Given Data / Assumptions:

  • A heated surface in contact with a saturated liquid.
  • Surface has micron-scale cavities acting as nucleation sites.
  • Moderate temperature excess above saturation temperature.


Concept / Approach:
In nucleate boiling, vapor bubbles form at nucleation sites on the surface, grow, detach, and collapse in the bulk liquid. This regime provides very high heat-transfer coefficients due to vigorous mixing. At higher temperature excess, a continuous vapor film may form—film boiling—which drastically reduces heat transfer.



Step-by-Step Solution:
Identify “directly at the heating surface” with discrete bubble nucleation.Map to regimes: discrete bubbles at sites → nucleate boiling.Confirm alternatives: a stable vapor film indicates film boiling, not the stated condition.


Verification / Alternative check:
Pool-boiling curves show a sharp rise in heat flux with temperature excess once nucleate boiling starts, distinguishing it from natural convection and film boiling.
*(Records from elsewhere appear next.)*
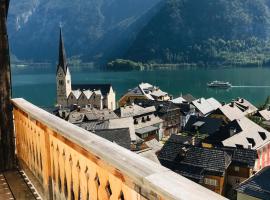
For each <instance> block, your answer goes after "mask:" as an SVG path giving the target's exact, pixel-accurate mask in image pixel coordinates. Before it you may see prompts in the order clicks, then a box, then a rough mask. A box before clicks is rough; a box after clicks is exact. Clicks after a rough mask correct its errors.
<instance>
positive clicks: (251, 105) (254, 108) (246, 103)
mask: <svg viewBox="0 0 270 200" xmlns="http://www.w3.org/2000/svg"><path fill="white" fill-rule="evenodd" d="M233 102H234V103H235V105H236V106H237V107H238V108H239V109H240V110H241V111H242V112H243V113H244V115H245V116H251V115H253V114H255V113H256V112H257V111H258V108H257V107H256V106H254V105H253V104H252V103H250V102H249V101H248V100H246V99H244V98H240V97H238V98H237V99H236V100H235V101H234V100H233Z"/></svg>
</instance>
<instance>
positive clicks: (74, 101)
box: [56, 29, 116, 110]
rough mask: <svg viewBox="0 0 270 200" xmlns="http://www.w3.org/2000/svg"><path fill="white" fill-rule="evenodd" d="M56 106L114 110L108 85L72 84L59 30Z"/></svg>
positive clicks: (62, 40) (63, 44) (109, 88)
mask: <svg viewBox="0 0 270 200" xmlns="http://www.w3.org/2000/svg"><path fill="white" fill-rule="evenodd" d="M56 85H57V105H58V106H63V107H69V106H72V105H79V106H81V107H84V106H87V105H88V106H91V107H94V108H97V109H104V108H106V109H109V110H114V109H115V108H116V102H115V92H114V90H113V88H112V86H111V85H110V84H77V85H75V84H72V83H71V74H70V70H69V66H68V63H67V59H66V52H65V47H64V40H63V36H62V30H61V29H60V43H59V61H58V65H57V71H56Z"/></svg>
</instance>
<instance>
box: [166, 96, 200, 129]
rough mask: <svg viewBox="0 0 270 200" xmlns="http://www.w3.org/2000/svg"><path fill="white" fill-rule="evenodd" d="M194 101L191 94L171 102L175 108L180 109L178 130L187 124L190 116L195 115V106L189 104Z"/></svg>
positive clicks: (172, 100)
mask: <svg viewBox="0 0 270 200" xmlns="http://www.w3.org/2000/svg"><path fill="white" fill-rule="evenodd" d="M194 100H196V99H195V98H194V97H193V96H192V95H191V94H187V95H184V96H180V97H178V98H176V99H173V100H171V102H173V103H174V104H175V105H176V106H178V107H179V108H180V119H181V121H180V129H181V130H183V129H184V127H185V126H186V123H187V122H188V120H189V118H190V116H192V115H195V114H196V110H195V106H194V105H192V104H191V102H192V101H194Z"/></svg>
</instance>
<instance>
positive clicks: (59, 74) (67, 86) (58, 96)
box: [56, 27, 71, 106]
mask: <svg viewBox="0 0 270 200" xmlns="http://www.w3.org/2000/svg"><path fill="white" fill-rule="evenodd" d="M56 86H57V105H62V106H67V99H68V96H69V94H70V93H71V75H70V71H69V67H68V63H67V59H66V51H65V47H64V40H63V34H62V28H61V27H60V41H59V61H58V65H57V71H56Z"/></svg>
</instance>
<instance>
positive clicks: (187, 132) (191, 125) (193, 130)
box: [183, 115, 223, 137]
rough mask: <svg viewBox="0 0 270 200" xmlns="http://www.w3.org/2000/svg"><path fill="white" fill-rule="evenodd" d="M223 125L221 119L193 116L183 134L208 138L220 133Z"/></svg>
mask: <svg viewBox="0 0 270 200" xmlns="http://www.w3.org/2000/svg"><path fill="white" fill-rule="evenodd" d="M222 125H223V121H222V120H221V119H215V118H210V117H198V116H195V115H193V116H191V117H190V118H189V120H188V122H187V124H186V126H185V127H184V130H183V132H185V133H188V134H192V135H200V136H201V137H202V136H203V137H207V136H210V135H212V134H214V133H216V132H217V131H219V129H220V128H221V126H222Z"/></svg>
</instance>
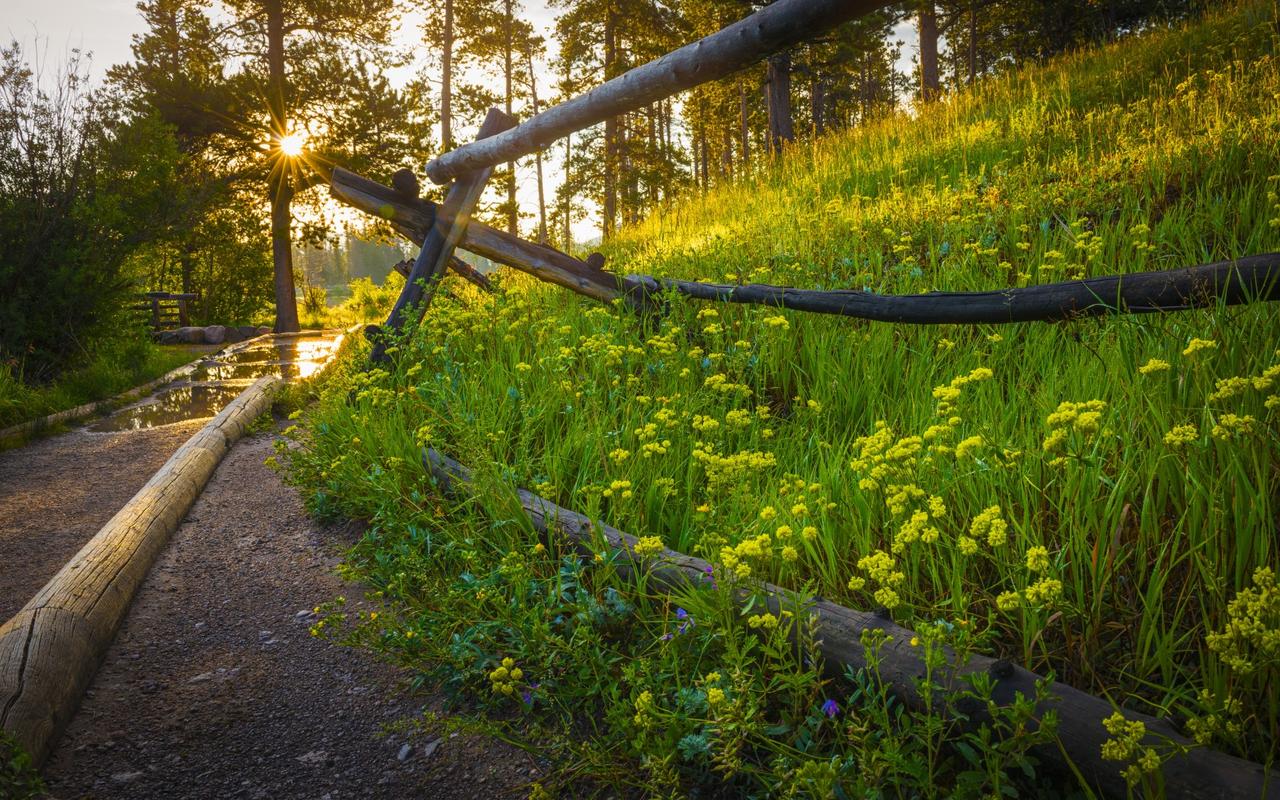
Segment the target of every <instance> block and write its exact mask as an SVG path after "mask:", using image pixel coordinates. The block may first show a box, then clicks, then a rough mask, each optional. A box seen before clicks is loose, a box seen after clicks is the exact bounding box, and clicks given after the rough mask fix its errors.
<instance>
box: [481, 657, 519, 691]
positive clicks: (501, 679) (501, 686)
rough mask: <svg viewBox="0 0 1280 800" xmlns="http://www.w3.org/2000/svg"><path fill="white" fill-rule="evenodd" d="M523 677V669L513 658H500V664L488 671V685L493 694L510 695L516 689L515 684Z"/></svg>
mask: <svg viewBox="0 0 1280 800" xmlns="http://www.w3.org/2000/svg"><path fill="white" fill-rule="evenodd" d="M524 677H525V672H524V669H521V668H520V667H517V666H516V662H515V659H511V658H504V659H502V666H499V667H498V668H497V669H494V671H493V672H490V673H489V685H490V689H492V691H493V692H494V694H502V695H507V696H511V695H512V694H515V691H516V684H517V682H520V681H521V680H522V678H524Z"/></svg>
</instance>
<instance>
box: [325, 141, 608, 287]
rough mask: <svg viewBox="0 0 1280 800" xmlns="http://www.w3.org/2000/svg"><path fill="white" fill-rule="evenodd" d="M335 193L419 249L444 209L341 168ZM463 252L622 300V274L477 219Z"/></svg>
mask: <svg viewBox="0 0 1280 800" xmlns="http://www.w3.org/2000/svg"><path fill="white" fill-rule="evenodd" d="M329 192H330V193H332V195H333V197H334V198H335V200H340V201H342V202H344V204H347V205H349V206H352V207H355V209H360V210H361V211H364V212H366V214H371V215H374V216H379V218H381V219H385V220H388V221H389V223H390V224H392V227H393V228H396V230H397V232H399V234H401V236H403V237H404V238H407V239H410V241H411V242H413V243H415V244H421V243H422V239H424V237H425V234H426V230H428V229H430V227H431V225H433V224H434V221H435V214H436V210H438V206H436V205H435V204H433V202H430V201H428V200H412V198H408V197H404V195H402V193H401V192H397V191H396V189H393V188H390V187H387V186H383V184H380V183H378V182H376V180H370V179H369V178H364V177H361V175H357V174H356V173H353V172H349V170H346V169H343V168H340V166H339V168H335V169H334V170H333V174H332V175H330V180H329ZM460 247H461V248H462V250H466V251H470V252H474V253H476V255H477V256H484V257H485V259H489V260H490V261H497V262H498V264H506V265H507V266H511V268H513V269H517V270H521V271H524V273H529V274H530V275H532V276H535V278H538V279H539V280H545V282H548V283H554V284H556V285H559V287H563V288H566V289H571V291H573V292H577V293H579V294H585V296H586V297H591V298H594V300H599V301H602V302H609V301H612V300H616V298H618V297H621V296H622V292H621V291H620V287H621V282H620V280H618V278H617V276H616V275H612V274H609V273H604V271H598V270H593V269H590V268H589V266H586V264H584V262H581V261H579V260H577V259H573V257H572V256H568V255H564V253H562V252H559V251H556V250H552V248H549V247H541V246H539V244H534V243H532V242H526V241H524V239H521V238H518V237H513V236H511V234H509V233H506V232H502V230H498V229H495V228H490V227H489V225H485V224H483V223H477V221H474V220H472V221H471V224H470V225H467V229H466V233H465V234H463V237H462V243H461V244H460Z"/></svg>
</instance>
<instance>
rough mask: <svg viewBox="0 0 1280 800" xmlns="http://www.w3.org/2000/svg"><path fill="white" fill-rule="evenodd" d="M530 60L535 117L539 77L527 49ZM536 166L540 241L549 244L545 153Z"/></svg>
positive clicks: (529, 73)
mask: <svg viewBox="0 0 1280 800" xmlns="http://www.w3.org/2000/svg"><path fill="white" fill-rule="evenodd" d="M525 55H526V56H527V59H529V99H530V100H532V101H534V116H536V115H538V76H535V74H534V49H532V47H527V49H526V50H525ZM534 165H535V166H536V168H538V241H539V242H540V243H543V244H545V243H547V196H545V195H544V193H543V151H541V150H538V151H535V152H534Z"/></svg>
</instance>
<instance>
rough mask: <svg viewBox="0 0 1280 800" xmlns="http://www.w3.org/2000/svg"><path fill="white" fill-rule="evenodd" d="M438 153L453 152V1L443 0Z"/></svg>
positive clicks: (440, 60) (440, 73)
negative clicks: (440, 152) (442, 30)
mask: <svg viewBox="0 0 1280 800" xmlns="http://www.w3.org/2000/svg"><path fill="white" fill-rule="evenodd" d="M440 61H442V64H440V151H442V152H448V151H451V150H453V0H444V52H442V54H440Z"/></svg>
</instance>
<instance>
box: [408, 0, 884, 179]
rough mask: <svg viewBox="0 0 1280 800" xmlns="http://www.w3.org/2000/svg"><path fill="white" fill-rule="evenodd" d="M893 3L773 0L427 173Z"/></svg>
mask: <svg viewBox="0 0 1280 800" xmlns="http://www.w3.org/2000/svg"><path fill="white" fill-rule="evenodd" d="M887 5H891V3H888V1H886V0H774V3H772V4H769V5H767V6H764V8H763V9H760V10H759V12H756V13H754V14H751V15H750V17H746V18H745V19H740V20H739V22H736V23H733V24H731V26H728V27H727V28H724V29H722V31H718V32H716V33H712V35H710V36H707V37H704V38H700V40H698V41H696V42H692V44H690V45H685V46H684V47H681V49H680V50H675V51H672V52H668V54H667V55H664V56H662V58H660V59H657V60H653V61H649V63H648V64H644V65H643V67H636V68H635V69H631V70H628V72H626V73H623V74H621V76H618V77H617V78H613V79H612V81H608V82H605V83H603V84H600V86H598V87H595V88H593V90H591V91H589V92H586V93H585V95H579V96H577V97H573V99H572V100H567V101H564V102H561V104H559V105H554V106H552V108H549V109H547V110H545V111H543V113H540V114H535V115H534V116H531V118H530V119H529V120H527V122H525V123H524V124H521V125H518V127H516V128H513V129H511V131H508V132H506V133H503V134H500V136H495V137H493V138H492V140H486V141H483V142H474V143H470V145H463V146H462V147H458V148H456V150H452V151H449V152H447V154H444V155H442V156H439V157H438V159H435V160H433V161H430V163H429V164H428V165H426V175H428V177H429V178H430V179H431V180H434V182H435V183H447V182H448V180H449V179H451V178H457V177H458V175H461V174H465V173H468V172H471V170H474V169H480V168H483V166H497V165H498V164H502V163H503V161H513V160H515V159H517V157H520V156H525V155H529V154H531V152H534V151H535V150H541V148H543V147H545V146H547V145H550V143H552V142H554V141H556V140H558V138H559V137H562V136H566V134H570V133H573V132H575V131H581V129H582V128H586V127H589V125H594V124H595V123H600V122H604V120H605V119H608V118H611V116H617V115H618V114H625V113H627V111H635V110H637V109H641V108H644V106H646V105H650V104H653V102H657V101H659V100H664V99H666V97H669V96H671V95H675V93H676V92H680V91H684V90H686V88H692V87H695V86H699V84H701V83H707V82H708V81H714V79H717V78H723V77H724V76H728V74H732V73H735V72H737V70H739V69H742V68H744V67H750V65H751V64H755V63H756V61H759V60H762V59H763V58H764V56H767V55H771V54H773V52H777V51H780V50H785V49H787V47H790V46H791V45H796V44H800V42H804V41H810V40H813V38H814V37H815V36H818V35H820V33H824V32H827V31H829V29H832V28H835V27H837V26H840V24H841V23H845V22H849V20H850V19H854V18H856V17H863V15H865V14H869V13H872V12H874V10H877V9H881V8H884V6H887Z"/></svg>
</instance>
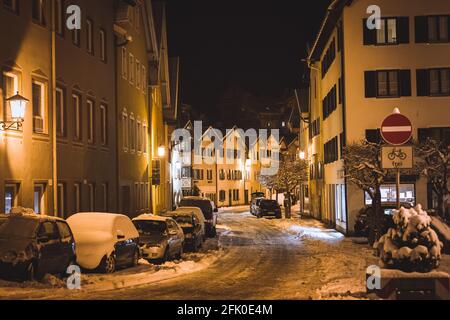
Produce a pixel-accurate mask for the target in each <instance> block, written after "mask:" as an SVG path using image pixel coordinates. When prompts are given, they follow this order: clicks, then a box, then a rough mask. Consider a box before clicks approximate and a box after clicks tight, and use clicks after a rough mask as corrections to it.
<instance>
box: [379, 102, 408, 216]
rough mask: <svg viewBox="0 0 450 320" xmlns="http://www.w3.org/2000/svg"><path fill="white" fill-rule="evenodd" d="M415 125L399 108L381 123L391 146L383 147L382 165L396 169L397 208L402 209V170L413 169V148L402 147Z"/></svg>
mask: <svg viewBox="0 0 450 320" xmlns="http://www.w3.org/2000/svg"><path fill="white" fill-rule="evenodd" d="M412 134H413V126H412V123H411V120H409V119H408V118H407V117H406V116H404V115H402V114H400V110H398V108H395V109H394V113H393V114H391V115H389V116H388V117H387V118H386V119H384V121H383V124H382V125H381V136H382V137H383V139H384V141H386V142H387V143H388V144H390V145H391V146H389V147H383V151H382V166H383V168H384V169H395V170H396V190H397V191H396V192H397V194H396V196H397V208H398V209H400V170H401V169H412V167H413V160H414V159H413V157H414V156H413V148H412V147H402V146H403V145H404V144H406V143H407V142H408V141H409V140H410V139H411V137H412Z"/></svg>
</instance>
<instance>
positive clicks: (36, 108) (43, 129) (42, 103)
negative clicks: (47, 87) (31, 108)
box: [32, 80, 47, 133]
mask: <svg viewBox="0 0 450 320" xmlns="http://www.w3.org/2000/svg"><path fill="white" fill-rule="evenodd" d="M32 92H33V94H32V96H33V131H34V132H35V133H45V125H46V124H45V117H46V113H47V106H46V96H45V84H44V83H43V82H40V81H37V80H33V82H32Z"/></svg>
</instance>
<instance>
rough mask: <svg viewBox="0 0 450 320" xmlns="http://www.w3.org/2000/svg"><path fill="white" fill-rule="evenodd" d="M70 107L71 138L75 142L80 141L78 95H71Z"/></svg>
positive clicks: (79, 100) (80, 122) (80, 101)
mask: <svg viewBox="0 0 450 320" xmlns="http://www.w3.org/2000/svg"><path fill="white" fill-rule="evenodd" d="M72 107H73V116H74V117H73V121H74V125H73V129H74V131H73V138H74V140H76V141H81V140H82V126H81V119H82V118H81V97H80V96H79V95H78V94H73V95H72Z"/></svg>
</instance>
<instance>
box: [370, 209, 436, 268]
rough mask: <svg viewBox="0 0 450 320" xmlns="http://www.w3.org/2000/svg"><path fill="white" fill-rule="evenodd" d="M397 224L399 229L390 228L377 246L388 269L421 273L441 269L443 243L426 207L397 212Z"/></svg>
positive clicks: (378, 253)
mask: <svg viewBox="0 0 450 320" xmlns="http://www.w3.org/2000/svg"><path fill="white" fill-rule="evenodd" d="M393 221H394V223H395V225H396V227H395V228H391V229H389V231H388V232H387V233H386V234H385V235H384V236H382V237H381V239H380V240H379V241H378V242H376V243H375V245H374V249H375V250H376V254H377V255H378V256H379V257H380V258H381V260H382V262H383V264H384V265H385V267H387V268H392V269H400V270H403V271H418V272H429V271H431V270H433V269H436V268H438V267H439V263H440V260H441V250H442V248H443V244H442V242H440V241H439V238H438V236H437V234H436V232H435V231H434V230H433V229H432V228H431V218H430V216H428V214H427V212H426V211H424V210H423V209H422V206H421V205H420V204H419V205H417V206H416V207H415V208H411V209H405V208H401V209H400V210H395V211H394V216H393Z"/></svg>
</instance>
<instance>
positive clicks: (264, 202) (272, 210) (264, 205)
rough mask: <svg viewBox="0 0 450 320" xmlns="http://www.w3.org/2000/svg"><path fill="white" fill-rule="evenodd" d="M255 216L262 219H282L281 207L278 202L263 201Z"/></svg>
mask: <svg viewBox="0 0 450 320" xmlns="http://www.w3.org/2000/svg"><path fill="white" fill-rule="evenodd" d="M255 208H256V209H255V210H256V211H255V215H256V217H258V218H262V217H275V218H277V219H281V218H282V213H281V206H280V205H279V203H278V202H277V201H276V200H268V199H262V200H261V201H260V202H259V205H258V206H256V207H255Z"/></svg>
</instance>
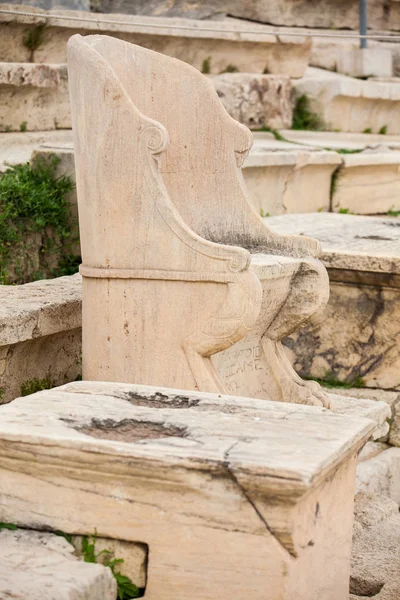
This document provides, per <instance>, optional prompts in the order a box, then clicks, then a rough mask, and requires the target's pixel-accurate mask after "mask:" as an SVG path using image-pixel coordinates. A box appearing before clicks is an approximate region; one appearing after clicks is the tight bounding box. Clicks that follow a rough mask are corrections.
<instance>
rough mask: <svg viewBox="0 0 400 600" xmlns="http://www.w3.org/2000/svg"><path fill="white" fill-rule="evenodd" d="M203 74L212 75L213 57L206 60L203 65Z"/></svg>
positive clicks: (202, 69) (210, 57) (201, 68)
mask: <svg viewBox="0 0 400 600" xmlns="http://www.w3.org/2000/svg"><path fill="white" fill-rule="evenodd" d="M201 72H202V73H203V74H204V75H209V74H210V73H211V56H208V57H207V58H205V59H204V60H203V62H202V64H201Z"/></svg>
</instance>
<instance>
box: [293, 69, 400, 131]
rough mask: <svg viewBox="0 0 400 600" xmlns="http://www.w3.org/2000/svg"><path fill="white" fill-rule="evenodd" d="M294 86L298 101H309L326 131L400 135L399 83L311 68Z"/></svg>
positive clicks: (297, 81) (308, 69)
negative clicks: (379, 132)
mask: <svg viewBox="0 0 400 600" xmlns="http://www.w3.org/2000/svg"><path fill="white" fill-rule="evenodd" d="M293 85H294V89H295V92H296V95H297V96H298V97H299V96H303V95H306V96H307V97H308V98H309V101H310V108H311V110H312V111H313V112H315V113H316V114H317V115H318V116H319V117H320V118H321V120H322V121H323V123H324V126H325V128H327V129H330V130H339V131H346V132H347V131H349V132H358V133H362V132H363V131H365V130H367V129H368V130H370V131H371V132H372V133H379V131H380V130H382V129H383V128H384V129H385V130H386V132H387V133H389V134H399V133H400V110H399V109H400V79H399V80H398V83H393V82H391V83H383V82H380V81H372V80H361V79H355V78H352V77H347V76H346V75H340V74H338V73H331V72H330V71H325V70H323V69H316V68H313V67H309V68H308V69H307V71H306V73H305V75H304V77H302V78H301V79H299V80H297V81H294V82H293Z"/></svg>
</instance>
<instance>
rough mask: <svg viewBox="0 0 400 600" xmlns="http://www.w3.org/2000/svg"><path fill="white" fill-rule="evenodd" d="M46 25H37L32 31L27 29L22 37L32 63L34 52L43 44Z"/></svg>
mask: <svg viewBox="0 0 400 600" xmlns="http://www.w3.org/2000/svg"><path fill="white" fill-rule="evenodd" d="M45 29H46V25H38V26H37V27H34V28H33V29H28V30H27V31H26V33H25V36H24V42H23V43H24V46H25V48H28V50H30V57H29V60H30V62H34V54H35V50H37V49H38V48H39V47H40V46H41V45H42V44H43V42H44V39H45Z"/></svg>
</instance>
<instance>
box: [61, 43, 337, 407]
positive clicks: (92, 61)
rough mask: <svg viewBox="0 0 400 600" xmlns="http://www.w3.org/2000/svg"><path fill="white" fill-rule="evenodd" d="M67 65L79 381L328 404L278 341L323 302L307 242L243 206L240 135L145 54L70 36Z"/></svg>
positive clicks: (158, 54) (198, 84)
mask: <svg viewBox="0 0 400 600" xmlns="http://www.w3.org/2000/svg"><path fill="white" fill-rule="evenodd" d="M68 68H69V81H70V94H71V105H72V117H73V129H74V139H75V160H76V169H77V191H78V204H79V219H80V230H81V244H82V257H83V265H82V267H81V273H82V275H83V374H84V377H85V378H86V379H100V380H106V381H124V382H132V383H142V384H150V385H161V386H166V387H177V388H184V389H199V390H202V391H218V392H226V391H230V392H232V393H234V394H236V395H242V396H253V397H256V398H266V399H273V400H282V401H285V402H301V403H307V404H317V405H321V404H324V405H325V406H328V404H329V401H328V399H327V398H326V395H325V394H324V393H323V392H322V391H321V390H320V389H319V388H318V386H317V385H314V386H310V385H309V384H306V383H305V382H304V381H302V380H301V379H300V378H299V377H298V376H297V375H296V373H295V372H294V370H293V368H292V367H291V365H290V363H289V361H288V359H287V357H286V355H285V354H284V352H283V349H282V345H281V340H282V338H283V337H284V336H286V335H288V334H289V333H291V332H292V331H295V330H296V329H297V328H298V327H299V326H301V325H302V324H304V323H306V322H307V320H308V319H309V318H310V317H311V316H312V315H314V314H315V313H316V312H317V311H319V310H320V309H321V308H323V307H324V305H325V304H326V302H327V299H328V292H329V287H328V279H327V274H326V270H325V269H324V267H323V266H322V264H321V263H320V262H319V261H317V260H316V259H315V258H314V255H315V254H317V253H318V251H319V243H318V242H317V241H315V240H311V239H309V238H303V237H298V238H296V237H294V236H287V237H285V236H279V235H277V234H274V233H273V232H271V231H270V230H269V229H268V227H267V226H266V224H265V223H264V221H263V220H262V219H261V217H260V216H259V215H258V214H257V213H256V212H255V210H254V209H253V208H252V206H251V204H250V202H249V201H248V198H247V194H246V189H245V185H244V181H243V177H242V173H241V168H240V167H241V165H242V163H243V160H244V159H245V157H246V155H247V153H248V152H249V149H250V147H251V134H250V132H249V131H248V130H247V129H246V127H244V126H242V125H241V124H239V123H237V122H236V121H234V120H233V119H231V117H229V115H228V114H227V112H226V111H225V109H224V108H223V106H222V103H221V102H220V100H219V98H218V96H217V94H216V92H215V90H214V88H213V86H212V84H211V82H210V81H209V80H208V79H207V78H206V77H204V75H202V74H201V73H199V72H198V71H197V70H196V69H194V68H192V67H190V66H189V65H187V64H185V63H182V62H181V61H178V60H175V59H172V58H169V57H167V56H163V55H161V54H158V53H156V52H152V51H151V50H147V49H144V48H141V47H139V46H135V45H133V44H129V43H127V42H123V41H121V40H118V39H115V38H111V37H107V36H88V37H85V38H82V37H81V36H79V35H76V36H73V37H72V38H71V39H70V41H69V43H68ZM271 193H273V191H271ZM93 348H96V351H95V352H93Z"/></svg>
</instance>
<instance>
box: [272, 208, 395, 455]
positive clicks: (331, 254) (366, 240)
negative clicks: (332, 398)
mask: <svg viewBox="0 0 400 600" xmlns="http://www.w3.org/2000/svg"><path fill="white" fill-rule="evenodd" d="M266 222H267V224H268V226H269V227H270V228H271V229H273V230H274V231H276V232H278V233H282V234H285V235H296V234H297V235H305V236H308V235H309V236H312V237H314V238H317V239H319V240H320V241H321V244H322V255H321V260H322V262H323V263H324V265H325V266H326V267H327V269H328V274H329V277H330V299H329V302H328V306H327V308H326V309H325V312H324V318H323V320H322V321H321V322H319V323H310V324H309V325H307V326H306V327H305V328H303V329H302V330H300V331H299V333H297V334H294V335H292V336H291V337H290V338H289V339H288V340H287V341H286V342H285V344H286V347H287V352H288V354H289V357H290V360H291V362H292V364H293V365H294V366H295V368H296V370H297V372H298V373H299V374H300V375H301V376H302V377H315V378H318V379H327V378H328V379H330V380H333V381H334V382H335V381H336V382H337V381H340V382H348V383H349V384H351V383H354V382H355V381H358V383H359V385H361V386H366V387H368V388H382V389H388V390H400V347H399V344H398V338H399V323H400V311H399V307H400V234H399V232H400V220H399V219H398V218H397V217H366V216H356V215H348V214H333V213H330V214H327V213H314V214H307V215H283V216H278V217H271V218H269V219H267V221H266ZM393 435H394V434H393ZM398 436H399V434H398V433H396V439H398ZM396 443H399V442H396Z"/></svg>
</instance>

Why Other Options Are Wrong:

  • Film boiling: vapor blanket separates liquid and surface, opposite of discrete nucleation.
  • Vapour binding: term used in pumps/boilers for vapor lock, not a boiling regime.
  • Transition boiling: unstable region between nucleate and film boiling; not the description given.


Common Pitfalls:
Confusing initial bubble formation (nucleate) with later regimes; using “film boiling” whenever vapor is present.